How do you test the series `Sigma 1/(n!)` from n is `[0,oo)` for convergence?

Answer 1

Use the ratio test to show the series' convergence.

Explanation:

We will use the ratio test. The ratio test says that the for the series `suma_n`, we can make a determination about its convergence by taking `L=lim_(ararroo)abs(a_(n+1)/a_n)`. Examine the value of `L`:

• If `L>1`, then `suma_n` is divergent.
• If `L=1`, then the test is inconclusive.
• If `L<1`, then `suma_n` is (absolutely) convergent.

So for the series `sum_(n=0)^oo1/(n!)` we let `a_n=1/(n!)`. Then we see that

`L=lim_(nrarroo)abs((1/((n+1)!))/(1/(n!)))=lim_(nrarroo)abs((n!)/((n+1)!))`

This takes recalling a little bit about factorial.
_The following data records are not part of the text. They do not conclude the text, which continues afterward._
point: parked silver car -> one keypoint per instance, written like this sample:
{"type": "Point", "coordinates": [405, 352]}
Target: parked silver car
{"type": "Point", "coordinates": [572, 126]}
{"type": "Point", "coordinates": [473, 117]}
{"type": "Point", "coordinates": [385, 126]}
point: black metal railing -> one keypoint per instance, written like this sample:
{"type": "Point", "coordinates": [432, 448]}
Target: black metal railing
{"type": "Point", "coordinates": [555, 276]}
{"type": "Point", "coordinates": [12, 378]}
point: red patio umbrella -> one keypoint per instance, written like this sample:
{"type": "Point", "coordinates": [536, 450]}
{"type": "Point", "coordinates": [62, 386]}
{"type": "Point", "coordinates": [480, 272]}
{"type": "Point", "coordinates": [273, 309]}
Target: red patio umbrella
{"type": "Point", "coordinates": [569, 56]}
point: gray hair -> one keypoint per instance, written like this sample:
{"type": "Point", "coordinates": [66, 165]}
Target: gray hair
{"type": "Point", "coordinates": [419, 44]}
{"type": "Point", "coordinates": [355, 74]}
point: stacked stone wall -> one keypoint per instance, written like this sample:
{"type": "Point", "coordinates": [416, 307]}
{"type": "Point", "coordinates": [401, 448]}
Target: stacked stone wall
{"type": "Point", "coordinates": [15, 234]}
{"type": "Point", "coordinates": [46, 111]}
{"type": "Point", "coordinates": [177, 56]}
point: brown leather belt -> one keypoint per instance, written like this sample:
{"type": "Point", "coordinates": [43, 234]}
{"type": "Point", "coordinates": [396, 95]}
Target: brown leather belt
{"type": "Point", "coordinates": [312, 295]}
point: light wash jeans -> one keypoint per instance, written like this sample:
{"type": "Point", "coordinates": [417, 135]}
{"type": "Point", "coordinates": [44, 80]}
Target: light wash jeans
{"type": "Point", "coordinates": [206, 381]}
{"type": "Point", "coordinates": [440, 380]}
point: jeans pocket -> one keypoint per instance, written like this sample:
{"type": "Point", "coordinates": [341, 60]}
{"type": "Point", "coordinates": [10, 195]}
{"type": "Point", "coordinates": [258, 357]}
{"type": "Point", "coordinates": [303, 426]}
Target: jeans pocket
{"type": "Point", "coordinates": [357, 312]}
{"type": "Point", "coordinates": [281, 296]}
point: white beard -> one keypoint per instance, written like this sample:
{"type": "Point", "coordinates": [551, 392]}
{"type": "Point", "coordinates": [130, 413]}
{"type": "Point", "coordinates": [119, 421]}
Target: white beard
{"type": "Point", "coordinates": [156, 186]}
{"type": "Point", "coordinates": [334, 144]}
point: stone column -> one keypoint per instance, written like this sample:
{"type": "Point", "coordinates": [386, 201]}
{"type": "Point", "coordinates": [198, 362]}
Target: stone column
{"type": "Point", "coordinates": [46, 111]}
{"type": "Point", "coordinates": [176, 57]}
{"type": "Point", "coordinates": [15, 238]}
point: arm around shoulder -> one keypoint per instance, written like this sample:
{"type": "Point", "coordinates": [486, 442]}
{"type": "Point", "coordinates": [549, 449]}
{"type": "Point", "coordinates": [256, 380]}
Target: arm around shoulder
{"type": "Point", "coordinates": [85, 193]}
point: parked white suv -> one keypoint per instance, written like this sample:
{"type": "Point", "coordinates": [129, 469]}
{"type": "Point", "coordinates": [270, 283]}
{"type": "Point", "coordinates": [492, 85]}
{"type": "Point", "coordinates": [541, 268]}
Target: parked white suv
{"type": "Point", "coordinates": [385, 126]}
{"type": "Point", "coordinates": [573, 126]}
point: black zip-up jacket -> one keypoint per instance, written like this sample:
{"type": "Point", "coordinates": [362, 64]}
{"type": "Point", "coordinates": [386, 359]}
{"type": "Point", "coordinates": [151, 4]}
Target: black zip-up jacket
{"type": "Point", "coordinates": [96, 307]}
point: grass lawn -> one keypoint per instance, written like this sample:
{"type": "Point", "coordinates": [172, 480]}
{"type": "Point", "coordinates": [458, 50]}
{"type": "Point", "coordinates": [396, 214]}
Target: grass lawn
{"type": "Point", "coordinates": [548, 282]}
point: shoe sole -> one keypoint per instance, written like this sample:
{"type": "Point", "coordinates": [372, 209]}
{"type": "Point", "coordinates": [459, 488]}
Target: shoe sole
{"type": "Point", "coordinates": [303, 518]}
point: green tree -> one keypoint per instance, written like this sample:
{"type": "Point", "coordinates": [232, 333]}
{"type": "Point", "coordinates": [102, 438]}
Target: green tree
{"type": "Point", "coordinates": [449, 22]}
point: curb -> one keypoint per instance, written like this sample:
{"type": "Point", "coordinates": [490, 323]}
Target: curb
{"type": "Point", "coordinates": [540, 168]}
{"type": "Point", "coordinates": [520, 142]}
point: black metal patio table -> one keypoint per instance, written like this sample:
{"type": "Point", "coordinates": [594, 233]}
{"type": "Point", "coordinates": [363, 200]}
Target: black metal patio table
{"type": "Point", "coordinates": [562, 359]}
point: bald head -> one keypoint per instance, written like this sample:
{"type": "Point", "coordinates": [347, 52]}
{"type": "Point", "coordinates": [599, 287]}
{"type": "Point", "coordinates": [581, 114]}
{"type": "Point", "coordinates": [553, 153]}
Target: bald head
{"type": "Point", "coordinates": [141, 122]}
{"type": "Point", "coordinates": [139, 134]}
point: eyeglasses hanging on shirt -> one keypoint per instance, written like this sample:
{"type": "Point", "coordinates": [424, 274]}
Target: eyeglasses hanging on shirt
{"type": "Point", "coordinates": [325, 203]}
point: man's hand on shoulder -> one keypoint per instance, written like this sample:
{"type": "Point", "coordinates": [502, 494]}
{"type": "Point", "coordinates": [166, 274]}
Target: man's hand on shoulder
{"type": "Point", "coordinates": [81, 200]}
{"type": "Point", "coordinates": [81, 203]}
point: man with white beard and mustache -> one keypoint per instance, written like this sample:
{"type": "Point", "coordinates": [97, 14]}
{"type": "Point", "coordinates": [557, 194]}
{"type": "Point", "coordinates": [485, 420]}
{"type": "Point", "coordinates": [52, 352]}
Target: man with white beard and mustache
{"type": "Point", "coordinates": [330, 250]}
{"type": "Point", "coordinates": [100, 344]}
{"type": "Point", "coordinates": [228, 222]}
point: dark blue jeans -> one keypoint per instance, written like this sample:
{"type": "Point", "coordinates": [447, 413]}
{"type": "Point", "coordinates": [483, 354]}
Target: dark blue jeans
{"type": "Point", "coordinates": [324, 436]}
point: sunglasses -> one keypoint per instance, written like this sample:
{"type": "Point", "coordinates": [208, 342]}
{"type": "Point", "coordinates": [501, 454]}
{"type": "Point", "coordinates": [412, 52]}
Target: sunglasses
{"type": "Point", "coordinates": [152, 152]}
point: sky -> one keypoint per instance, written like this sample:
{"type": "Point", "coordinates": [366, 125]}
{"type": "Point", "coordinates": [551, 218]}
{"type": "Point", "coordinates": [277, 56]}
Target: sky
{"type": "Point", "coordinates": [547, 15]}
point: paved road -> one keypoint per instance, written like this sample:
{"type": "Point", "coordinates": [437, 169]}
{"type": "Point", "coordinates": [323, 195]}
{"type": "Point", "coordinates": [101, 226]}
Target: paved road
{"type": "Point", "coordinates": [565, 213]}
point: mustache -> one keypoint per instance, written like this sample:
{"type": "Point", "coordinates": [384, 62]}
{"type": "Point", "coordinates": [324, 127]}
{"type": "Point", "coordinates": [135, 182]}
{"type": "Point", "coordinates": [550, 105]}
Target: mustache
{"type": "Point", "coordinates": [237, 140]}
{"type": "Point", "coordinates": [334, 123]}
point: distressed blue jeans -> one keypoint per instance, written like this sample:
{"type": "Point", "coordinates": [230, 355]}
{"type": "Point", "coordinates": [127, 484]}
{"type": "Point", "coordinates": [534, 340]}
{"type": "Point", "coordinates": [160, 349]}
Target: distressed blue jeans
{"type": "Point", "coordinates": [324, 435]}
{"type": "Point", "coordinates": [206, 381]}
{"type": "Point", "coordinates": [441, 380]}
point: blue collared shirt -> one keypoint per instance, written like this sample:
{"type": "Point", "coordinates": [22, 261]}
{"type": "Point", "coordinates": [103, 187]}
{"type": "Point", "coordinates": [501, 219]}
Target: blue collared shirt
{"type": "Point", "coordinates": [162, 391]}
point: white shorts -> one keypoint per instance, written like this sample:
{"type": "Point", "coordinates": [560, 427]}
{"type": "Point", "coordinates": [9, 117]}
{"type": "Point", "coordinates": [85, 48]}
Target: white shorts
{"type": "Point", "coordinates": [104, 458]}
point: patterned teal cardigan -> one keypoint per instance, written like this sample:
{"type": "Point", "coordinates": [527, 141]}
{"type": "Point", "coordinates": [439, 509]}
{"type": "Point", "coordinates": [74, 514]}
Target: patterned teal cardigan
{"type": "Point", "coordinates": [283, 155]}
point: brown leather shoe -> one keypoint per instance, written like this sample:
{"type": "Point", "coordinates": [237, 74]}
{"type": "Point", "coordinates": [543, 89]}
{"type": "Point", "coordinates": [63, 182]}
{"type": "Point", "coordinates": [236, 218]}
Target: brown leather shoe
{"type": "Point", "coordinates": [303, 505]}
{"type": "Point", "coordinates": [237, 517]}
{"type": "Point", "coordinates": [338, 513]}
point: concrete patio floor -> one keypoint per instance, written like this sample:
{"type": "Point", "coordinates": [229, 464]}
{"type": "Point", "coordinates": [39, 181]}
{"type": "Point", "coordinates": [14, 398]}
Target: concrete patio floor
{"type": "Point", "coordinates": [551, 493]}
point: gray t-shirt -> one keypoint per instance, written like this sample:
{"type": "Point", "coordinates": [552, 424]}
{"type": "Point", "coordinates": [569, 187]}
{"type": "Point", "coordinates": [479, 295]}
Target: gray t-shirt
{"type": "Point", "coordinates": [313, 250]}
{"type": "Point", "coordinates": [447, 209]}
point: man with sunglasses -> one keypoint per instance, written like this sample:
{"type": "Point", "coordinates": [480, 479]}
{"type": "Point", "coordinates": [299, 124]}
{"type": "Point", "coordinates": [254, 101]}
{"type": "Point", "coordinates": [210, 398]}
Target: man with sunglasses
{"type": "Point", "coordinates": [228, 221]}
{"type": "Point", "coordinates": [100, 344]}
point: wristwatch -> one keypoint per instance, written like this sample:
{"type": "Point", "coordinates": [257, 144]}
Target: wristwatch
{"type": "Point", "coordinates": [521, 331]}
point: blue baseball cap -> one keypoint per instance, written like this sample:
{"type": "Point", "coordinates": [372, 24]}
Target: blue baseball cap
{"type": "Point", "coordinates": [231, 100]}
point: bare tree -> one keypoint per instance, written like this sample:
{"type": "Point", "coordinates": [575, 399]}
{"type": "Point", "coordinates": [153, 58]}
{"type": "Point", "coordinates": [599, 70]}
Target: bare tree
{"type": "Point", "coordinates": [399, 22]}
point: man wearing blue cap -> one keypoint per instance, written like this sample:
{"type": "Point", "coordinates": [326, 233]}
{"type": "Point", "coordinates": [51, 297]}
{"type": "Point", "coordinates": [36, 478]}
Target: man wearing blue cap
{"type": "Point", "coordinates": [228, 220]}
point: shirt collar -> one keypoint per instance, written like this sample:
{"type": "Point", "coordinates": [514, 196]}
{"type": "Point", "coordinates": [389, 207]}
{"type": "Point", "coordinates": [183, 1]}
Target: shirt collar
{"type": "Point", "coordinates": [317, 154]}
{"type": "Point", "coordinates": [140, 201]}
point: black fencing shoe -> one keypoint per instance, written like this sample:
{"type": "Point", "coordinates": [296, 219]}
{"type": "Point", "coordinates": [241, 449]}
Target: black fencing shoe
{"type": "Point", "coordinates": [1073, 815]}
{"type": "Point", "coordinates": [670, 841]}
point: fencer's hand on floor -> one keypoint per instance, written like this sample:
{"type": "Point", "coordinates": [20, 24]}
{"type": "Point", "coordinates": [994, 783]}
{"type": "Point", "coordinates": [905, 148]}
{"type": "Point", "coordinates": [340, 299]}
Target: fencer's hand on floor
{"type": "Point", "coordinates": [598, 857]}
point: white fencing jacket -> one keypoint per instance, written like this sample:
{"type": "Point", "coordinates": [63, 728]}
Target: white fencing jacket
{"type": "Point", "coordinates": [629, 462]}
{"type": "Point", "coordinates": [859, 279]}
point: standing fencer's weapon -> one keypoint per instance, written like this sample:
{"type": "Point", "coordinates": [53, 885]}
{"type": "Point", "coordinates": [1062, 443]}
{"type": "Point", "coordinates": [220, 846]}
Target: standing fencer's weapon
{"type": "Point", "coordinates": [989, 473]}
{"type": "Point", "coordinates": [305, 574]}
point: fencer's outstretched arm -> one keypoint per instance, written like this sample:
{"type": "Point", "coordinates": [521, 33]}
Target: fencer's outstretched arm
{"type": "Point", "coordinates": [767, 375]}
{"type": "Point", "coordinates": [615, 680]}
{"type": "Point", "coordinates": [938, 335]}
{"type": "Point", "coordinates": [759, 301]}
The definition of factorial states that `(n+1)! =(n+1)(n!)`, similar to how `7! = 7*6!`. Thus:

`L=lim_(nrarroo)abs((n!)/((n+1)(n!)))=lim_(nrarroo)abs(1/(n+1))=0`

Since `L=0` and therefore `L<1`, we see that `suma_n=sum_(n=0)^oo1/(n!)` is convergent through the ratio test.